Table 1 shows the average number of iterations, \(k_{av}\), that the method performed when solving a series of problems from these classes. The symbol \(``>"\) reflects a situation where not all problems of the class were solved by any method whatsoever. This means that the algorithm was halted because the maximum allowed number of \(K_{max}\) iterations was reached. In this case, the value \(K_{max} = 10^6\) was used to calculate the average value of the number of iterations, \(k_{av}\), which corresponds to the lower estimate of this average value. The number of unsolved problems is indicated in parentheses.

As can be seen from Table 1, the sequential GSA surpasses DIRECT and DIRECTl methods in all classes of problems in terms of the average number of iterations. At the same time, in the 5-Hard class, none of the methods solved all the problems: DIRECT failed to solve 16 problems, DIRECTl and GSA – 4 problems each.

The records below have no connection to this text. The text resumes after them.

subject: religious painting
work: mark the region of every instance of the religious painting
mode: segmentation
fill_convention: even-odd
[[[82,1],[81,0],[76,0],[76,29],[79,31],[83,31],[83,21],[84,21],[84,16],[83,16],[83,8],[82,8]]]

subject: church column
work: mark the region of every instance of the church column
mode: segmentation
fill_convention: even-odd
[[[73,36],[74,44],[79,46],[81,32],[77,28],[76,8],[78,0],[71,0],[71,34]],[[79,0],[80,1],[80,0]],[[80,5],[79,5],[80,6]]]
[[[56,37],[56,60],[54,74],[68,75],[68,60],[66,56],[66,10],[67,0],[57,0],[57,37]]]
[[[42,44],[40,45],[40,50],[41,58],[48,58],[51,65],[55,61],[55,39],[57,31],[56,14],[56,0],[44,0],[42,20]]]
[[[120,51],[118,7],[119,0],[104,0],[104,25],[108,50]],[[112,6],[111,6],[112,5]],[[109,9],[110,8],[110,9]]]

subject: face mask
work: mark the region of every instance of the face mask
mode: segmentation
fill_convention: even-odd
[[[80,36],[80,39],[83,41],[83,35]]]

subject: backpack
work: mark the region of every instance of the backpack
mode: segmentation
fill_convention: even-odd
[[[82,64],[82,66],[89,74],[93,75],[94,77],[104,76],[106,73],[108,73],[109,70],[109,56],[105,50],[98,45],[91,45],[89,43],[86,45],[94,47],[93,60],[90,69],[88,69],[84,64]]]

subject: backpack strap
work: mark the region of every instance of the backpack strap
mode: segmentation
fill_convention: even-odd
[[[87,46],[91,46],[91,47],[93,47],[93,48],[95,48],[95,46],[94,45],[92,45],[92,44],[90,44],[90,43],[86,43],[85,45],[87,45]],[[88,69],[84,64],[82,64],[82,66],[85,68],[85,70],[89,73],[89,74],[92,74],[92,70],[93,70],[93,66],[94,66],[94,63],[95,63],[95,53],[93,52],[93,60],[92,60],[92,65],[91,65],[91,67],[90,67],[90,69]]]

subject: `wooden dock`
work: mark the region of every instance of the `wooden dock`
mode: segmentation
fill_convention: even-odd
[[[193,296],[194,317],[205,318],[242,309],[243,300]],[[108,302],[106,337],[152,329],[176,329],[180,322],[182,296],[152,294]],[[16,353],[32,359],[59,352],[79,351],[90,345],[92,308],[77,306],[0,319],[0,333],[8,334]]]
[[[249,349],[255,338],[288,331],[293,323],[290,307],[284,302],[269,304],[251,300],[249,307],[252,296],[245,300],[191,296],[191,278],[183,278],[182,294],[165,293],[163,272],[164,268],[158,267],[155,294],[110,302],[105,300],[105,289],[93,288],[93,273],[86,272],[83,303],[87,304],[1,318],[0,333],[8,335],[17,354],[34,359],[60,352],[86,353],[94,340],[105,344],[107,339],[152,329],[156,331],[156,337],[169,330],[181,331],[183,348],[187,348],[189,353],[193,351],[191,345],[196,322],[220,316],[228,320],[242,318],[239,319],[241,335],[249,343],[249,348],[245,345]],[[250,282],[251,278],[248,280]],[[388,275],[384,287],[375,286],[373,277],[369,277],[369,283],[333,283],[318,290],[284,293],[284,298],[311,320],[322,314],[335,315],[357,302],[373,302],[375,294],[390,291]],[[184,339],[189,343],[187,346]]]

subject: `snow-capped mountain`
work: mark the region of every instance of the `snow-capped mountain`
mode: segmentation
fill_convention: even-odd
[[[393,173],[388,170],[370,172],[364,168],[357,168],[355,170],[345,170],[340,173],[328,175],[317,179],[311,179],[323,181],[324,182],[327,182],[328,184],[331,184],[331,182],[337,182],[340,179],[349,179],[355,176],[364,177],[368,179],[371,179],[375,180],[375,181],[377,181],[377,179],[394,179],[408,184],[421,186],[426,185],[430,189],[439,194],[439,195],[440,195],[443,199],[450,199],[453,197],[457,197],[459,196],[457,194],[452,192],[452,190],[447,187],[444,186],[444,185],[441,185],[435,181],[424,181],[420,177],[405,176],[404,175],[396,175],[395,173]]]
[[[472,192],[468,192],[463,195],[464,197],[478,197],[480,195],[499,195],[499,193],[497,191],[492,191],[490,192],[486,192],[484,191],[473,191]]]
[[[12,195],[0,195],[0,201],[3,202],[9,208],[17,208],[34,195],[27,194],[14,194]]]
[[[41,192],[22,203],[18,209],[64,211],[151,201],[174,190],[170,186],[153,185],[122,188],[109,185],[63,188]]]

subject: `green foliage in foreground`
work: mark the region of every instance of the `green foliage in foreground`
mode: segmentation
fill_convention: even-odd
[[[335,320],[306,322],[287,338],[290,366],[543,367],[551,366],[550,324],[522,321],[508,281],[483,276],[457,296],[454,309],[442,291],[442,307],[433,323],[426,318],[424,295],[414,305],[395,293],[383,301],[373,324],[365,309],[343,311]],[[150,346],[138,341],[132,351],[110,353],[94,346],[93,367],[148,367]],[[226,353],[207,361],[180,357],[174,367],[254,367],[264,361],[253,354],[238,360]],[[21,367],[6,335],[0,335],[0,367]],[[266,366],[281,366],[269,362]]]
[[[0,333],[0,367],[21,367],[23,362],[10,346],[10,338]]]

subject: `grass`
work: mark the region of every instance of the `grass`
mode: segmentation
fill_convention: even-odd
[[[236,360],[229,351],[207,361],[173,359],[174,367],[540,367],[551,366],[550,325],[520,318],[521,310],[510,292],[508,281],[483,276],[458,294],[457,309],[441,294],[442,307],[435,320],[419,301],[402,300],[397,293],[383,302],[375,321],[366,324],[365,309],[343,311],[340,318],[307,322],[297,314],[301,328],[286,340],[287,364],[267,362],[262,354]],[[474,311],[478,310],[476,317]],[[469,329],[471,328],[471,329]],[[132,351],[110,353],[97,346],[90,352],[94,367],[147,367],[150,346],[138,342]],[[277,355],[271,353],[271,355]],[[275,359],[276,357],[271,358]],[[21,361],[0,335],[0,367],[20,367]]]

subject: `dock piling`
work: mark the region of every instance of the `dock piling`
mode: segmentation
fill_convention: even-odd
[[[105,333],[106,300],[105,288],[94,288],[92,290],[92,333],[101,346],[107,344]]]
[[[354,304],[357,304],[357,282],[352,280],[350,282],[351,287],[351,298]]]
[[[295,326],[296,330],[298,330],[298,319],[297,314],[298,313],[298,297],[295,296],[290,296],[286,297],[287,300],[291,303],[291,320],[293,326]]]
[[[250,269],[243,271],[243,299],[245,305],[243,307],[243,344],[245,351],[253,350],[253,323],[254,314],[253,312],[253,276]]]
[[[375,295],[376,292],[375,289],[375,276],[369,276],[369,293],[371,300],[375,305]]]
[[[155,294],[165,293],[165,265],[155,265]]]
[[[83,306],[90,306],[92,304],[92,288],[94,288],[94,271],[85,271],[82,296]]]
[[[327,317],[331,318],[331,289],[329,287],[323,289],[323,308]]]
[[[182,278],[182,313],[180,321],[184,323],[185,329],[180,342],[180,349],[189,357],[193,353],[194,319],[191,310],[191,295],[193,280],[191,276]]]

Let us now evaluate the acceleration achieved using parallel GSA using an adaptive dimensionality reduction scheme based on the number p of cores used. Table 2 shows the speedup of the algorithm that combines multiple evolvents and an adaptive scheme for solving a series of problems on CPU, compared to the sequential launch of the GSA method. Two evolvents and, accordingly, two processes were used; each process used p threads, and calculations were performed on a single cluster node.

Table 2. Speedup on CPU
Table 3. Speedup on one GPU
Table 4. Speedup on two GPUs

Table 3 shows the speedup obtained when solving a series of problems on one GPU using an adaptive scheme compared to a similar launch on CPU using 4 threads. Table 4 shows the speedup of the algorithm combining multiple evolvents and an adaptive scheme when solving a series of problems on two GPUs compared to an adaptive scheme on CPU using 4 threads. Two evolvents and, accordingly, two processes were used; each process used p threads on each GPU; all computations were performed on a single cluster node.

Table 5. Speedup on six GPUs

The last series of experiments has been carried out on 20 six-dimensional problems from the GKLS Simple class. Table 5 shows the speedup of the algorithm combining multiple evolvents and the adaptive scheme when solving the problems on 3 cluster nodes (using 2 GPUs per node, 6144 GPU threads in all) compared to the adaptive scheme on CPU using 4 threads.

6 Conclusion

In summary, we observe that the use of graphics processors to solve global optimization problems shows noteworthy promise, because high performance in modern supercomputers is achieved (mainly) through the use of accelerators.

In this paper, we consider a parallel algorithm for solving multidimensional multiextremal optimization problems and its implementation on GPU. In order to experimentally confirm the theoretical properties of the parallel algorithm under consideration, computational experiments were carried out on a series of several hundred test problems of different dimensions. The parallel algorithm demonstrates good speedup, both in the GPU and CPU versions.